Department of Molecular and Cell Biology, University of California, Berkeley, Berkeley, CA 94720, USA.
Curr Biol. 2010 Feb 9;20(3):253-8. doi: 10.1016/j.cub.2009.12.021. Epub 2010 Jan 21.
Coordinated apical constriction (AC) in epithelial sheets drives tissue invagination [1, 2] and is required for diverse morphogenetic movements such as gastrulation [3], neurulation [4, 5], and organogenesis [6]. We showed previously that actomyosin contractility drives AC in Xenopus laevis bottle cells [7]; however, it remained unclear whether it does so in concert with other processes. Here we report that endocytosis-driven membrane remodeling is required for efficient AC. We found endosomes exclusively in bottle cells in the early gastrula. Disrupting endocytosis with dominant-negative dynamin or rab5 perturbed AC, with a significant decrease in constriction rate late in the process, suggesting that endocytosis operates downstream of actomyosin contractility to remove excess membrane. Additionally, disrupting endocytosis during neurulation inhibits AC in hingepoint cells, resulting in neural tube closure defects. Thus, membrane remodeling during AC could be a general mechanism to achieve efficient invagination in embryos.

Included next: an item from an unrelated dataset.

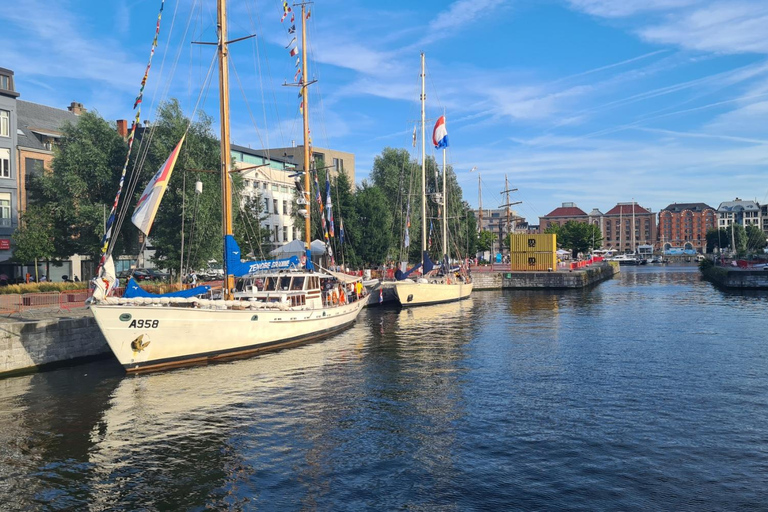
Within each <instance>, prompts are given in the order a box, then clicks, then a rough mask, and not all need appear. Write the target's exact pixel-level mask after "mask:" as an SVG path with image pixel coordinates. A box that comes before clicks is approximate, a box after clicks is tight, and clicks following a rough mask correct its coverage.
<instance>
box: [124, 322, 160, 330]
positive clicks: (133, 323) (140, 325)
mask: <svg viewBox="0 0 768 512" xmlns="http://www.w3.org/2000/svg"><path fill="white" fill-rule="evenodd" d="M159 325H160V320H134V321H133V322H131V323H130V325H129V326H128V328H129V329H131V328H137V329H157V327H158V326H159Z"/></svg>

上皮片层的协调顶端收缩(AC)驱动组织内陷[1,2],并且是各种形态发生运动所必需的,例如原肠胚形成[3]、神经胚形成[4,5]和器官发生[6]。我们之前已经表明,肌动球蛋白收缩力驱动非洲爪蟾瓶状细胞中的 AC[7];然而,尚不清楚它是否与其他过程协同作用。在这里,我们报告说内吞作用驱动的膜重塑对于有效的 AC 是必需的。我们发现早期原肠胚中只有瓶状细胞中存在内体。用显性负性 dynamin 或 rab5 破坏内吞作用会扰乱 AC,在过程后期收缩率显著降低,这表明内吞作用在肌动球蛋白收缩力之后起作用,以去除多余的膜。此外,在神经胚形成期间破坏内吞作用会抑制铰接点细胞中的 AC,导致神经管闭合缺陷。因此,AC 期间的膜重塑可能是胚胎中实现有效内陷的一般机制。